Gare à la démagogie sur les offres valables d’emploi  


« Il est parfaitement logique que des objectifs nous soient imposés mais encore faut-il rester en phase avec la réalité de l’emploi. Quel est le sens d’exiger que l’on propose plus d’offres valables d’emploi aux salariés les plus âgés ou localisés dans des bassins d’emplois déjà en difficulté ? Il y a là une forme de démagogie. Il faudrait davantage valoriser la dimension qualitative de l’accompagnement. Le soutien est essentiel et cela peut se mesurer », explique Éric Beaudouin qui considère qu’il vaut mieux prolonger la durée du congé de reclassement ou de mobilité de trois mois plutôt que d’augmenter l’indemnisation financière directe. « Pour les partants, des accords convertissent financièrement une partie de la durée du congé qu’il leur reste au moment où ils trouvent un emploi », précise celui qui verrait d’un bon œil que les cabinets d’experts auprès des CSE puissent continuer d’accompagner les élus dans le cadre des commissions de suivi du reclassement. Selon Christian Pellet, « la négociation d’un PSE est très éprouvante pour les représentants des salariés. Les sources de pression sont multiples. Il faut encaisser et il n’est pas évident de rester pleinement mobilisé pour suivre les reclassements et la responsabilité de l’employeur en la matière ».

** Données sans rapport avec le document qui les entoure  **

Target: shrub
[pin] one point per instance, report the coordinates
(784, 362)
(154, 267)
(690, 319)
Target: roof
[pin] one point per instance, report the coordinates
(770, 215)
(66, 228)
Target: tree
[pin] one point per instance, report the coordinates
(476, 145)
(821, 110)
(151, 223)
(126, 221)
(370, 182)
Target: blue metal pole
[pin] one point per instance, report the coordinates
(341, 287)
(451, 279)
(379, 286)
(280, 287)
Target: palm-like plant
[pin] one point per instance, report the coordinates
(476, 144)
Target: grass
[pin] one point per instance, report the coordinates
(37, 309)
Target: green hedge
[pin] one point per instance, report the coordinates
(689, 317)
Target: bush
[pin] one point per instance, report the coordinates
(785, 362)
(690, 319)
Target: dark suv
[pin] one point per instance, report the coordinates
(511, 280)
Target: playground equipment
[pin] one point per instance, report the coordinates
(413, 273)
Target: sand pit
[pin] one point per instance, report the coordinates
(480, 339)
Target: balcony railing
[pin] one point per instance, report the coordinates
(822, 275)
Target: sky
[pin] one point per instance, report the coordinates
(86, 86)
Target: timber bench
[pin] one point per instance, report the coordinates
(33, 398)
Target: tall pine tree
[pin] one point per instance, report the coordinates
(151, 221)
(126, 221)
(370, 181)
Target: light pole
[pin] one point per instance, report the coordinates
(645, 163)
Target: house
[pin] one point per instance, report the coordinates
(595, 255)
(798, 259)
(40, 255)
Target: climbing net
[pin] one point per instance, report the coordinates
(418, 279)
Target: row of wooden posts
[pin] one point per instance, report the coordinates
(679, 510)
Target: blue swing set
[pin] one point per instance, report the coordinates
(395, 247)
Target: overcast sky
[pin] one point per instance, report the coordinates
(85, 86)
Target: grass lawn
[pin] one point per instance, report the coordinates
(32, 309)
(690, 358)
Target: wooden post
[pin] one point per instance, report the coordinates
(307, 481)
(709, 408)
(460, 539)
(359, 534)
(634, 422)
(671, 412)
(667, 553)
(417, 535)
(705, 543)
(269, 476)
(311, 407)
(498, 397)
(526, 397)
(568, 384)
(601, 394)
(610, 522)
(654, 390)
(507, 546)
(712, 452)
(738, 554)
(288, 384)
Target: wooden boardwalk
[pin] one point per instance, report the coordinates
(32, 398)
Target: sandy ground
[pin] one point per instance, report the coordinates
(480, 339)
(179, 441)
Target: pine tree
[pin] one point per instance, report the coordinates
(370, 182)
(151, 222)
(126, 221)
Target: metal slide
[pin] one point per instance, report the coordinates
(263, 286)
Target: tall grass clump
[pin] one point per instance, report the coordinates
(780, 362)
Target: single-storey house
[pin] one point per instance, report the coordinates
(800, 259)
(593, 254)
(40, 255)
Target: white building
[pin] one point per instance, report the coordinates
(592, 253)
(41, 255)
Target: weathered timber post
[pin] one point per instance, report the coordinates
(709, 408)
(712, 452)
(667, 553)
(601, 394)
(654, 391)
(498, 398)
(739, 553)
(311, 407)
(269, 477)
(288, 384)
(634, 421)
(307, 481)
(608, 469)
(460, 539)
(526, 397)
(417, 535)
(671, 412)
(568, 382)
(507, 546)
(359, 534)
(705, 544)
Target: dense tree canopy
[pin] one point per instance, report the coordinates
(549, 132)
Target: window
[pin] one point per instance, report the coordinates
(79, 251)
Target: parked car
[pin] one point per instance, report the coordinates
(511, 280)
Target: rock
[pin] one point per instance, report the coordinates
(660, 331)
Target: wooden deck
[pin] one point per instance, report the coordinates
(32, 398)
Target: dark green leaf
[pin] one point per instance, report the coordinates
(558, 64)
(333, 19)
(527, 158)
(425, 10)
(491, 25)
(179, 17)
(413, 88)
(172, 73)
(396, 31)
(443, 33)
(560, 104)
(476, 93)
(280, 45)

Des mesures d'âge assumées
 

Mais les PSE du moment se caractérisent avant tout par le poids des dispositifs de cessations anticipées d’activités. « Les mesures d’âge proposées à partir de 58 ans permettent de beaucoup réduire la pression sur les départs contraints. La DIRECCTE regarde cela de près », souligne Daniel Mazolleni qui refuse par ailleurs de verser des indemnités supra-légales pour mettre la priorité sur les mesures de retour à l’emploi. Les 3 PSE négociés par Schneider Electrics sur ces usines spécialisées dans la moyenne tension intègre ainsi une « pré-retraite » maison de minimum 24 mois mais qui peut aller jusqu’à 51 mois pour les salariés avec le plus d’ancienneté au compteur. « Les salariés ont la possibilité de rallonger la durée de la cessation anticipée convertissant en mois, tout ou une partie de leur indemnité conventionnelle de départ à la retraite qui se trouve doublée dans ce cadre », explique Yvon Maury. Ainsi, 35 ans d’ancienneté, c’est 12 mois de cessation d’activité en plus dans la balance. À noter que ce régime de cessation anticipée d’activité concerne aussi les salariés qui ne sont pas en poste dans les trois usines concernées par les PSE. Une condition : un salarié dont le poste est supprimé doit pouvoir prendre celui libéré par un départ en pré-retraite. Sur un autre site, à Grenoble, un dispositif de cessation anticipée d’activité s’intègre cette dans la GEPP, certes moins favorable car sans doublement de l’indemnité de départ à la retraite et qui table sur 200 départs volontaires en contrepartie de 115 recrutements. Un retour en force des mesures d'âge dans les entreprises, bien à contre-courant de l’évolution du régime de retraite.